Friday, June 13, 2008

The Future of Programming: Chinese Characters

Last year, I wrote some wordy blog entries on this subject, see Programming in Unicode, part 1 and part 2. Here's a brief rehash of them...

Deep down in their hearts, programmers want to read and write terse code. Hence, along came Perl, Python, Ruby, and for the JVM, Groovy. Lisp macros are enjoying a renaissance. But programmers still want code to be clear, so many reject regexes and the J language as being so terse they're unreadable. All these languages rely on ASCII. The tersity of these languages comes from maximizing the use of grammar, the different ways tokens can be combined. The same 100 or so tokens are used.

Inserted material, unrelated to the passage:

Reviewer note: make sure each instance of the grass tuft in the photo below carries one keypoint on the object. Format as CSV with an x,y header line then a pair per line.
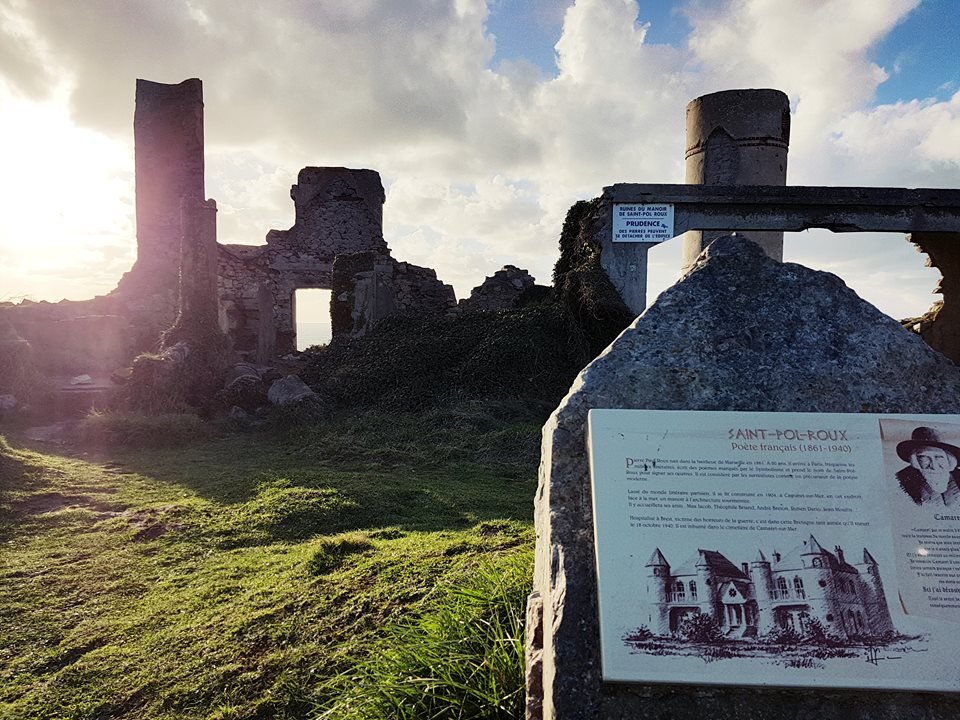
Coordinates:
x,y
463,658
332,553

Many people can type those 100 tokens faster than they can write them, but can write thousands more they can't type. If there were more tokens available for programming, we could make our code terser by using a greater vocabulary. The greater the range of tokens a language has, the terser its code can be written. APL tried it many years ago but didn't become popular, perhaps because programmers didn't want to learn the unfamiliar tokens and how to enter them. But Unicode has since arrived and is used almost everywhere, including on Java, Windows, and Linux, so programmers already know some of it.

With over 100,000 tokens, Unicode consists of alphabetic letters, CJK (unified Chinese, Japanese, and Korean) characters, digits, symbols, punctuation, and other stuff. Many programming languages already allow all Unicode characters in string contents and comments, which programmers in non-Latin-alphabet countries (e.g. Greece, Russia, China, Japan) often use. Very few programming languages allow Unicode symbols and punctuation in the code: perhaps language designers don't want to allow anything resembling C++ operator overloading.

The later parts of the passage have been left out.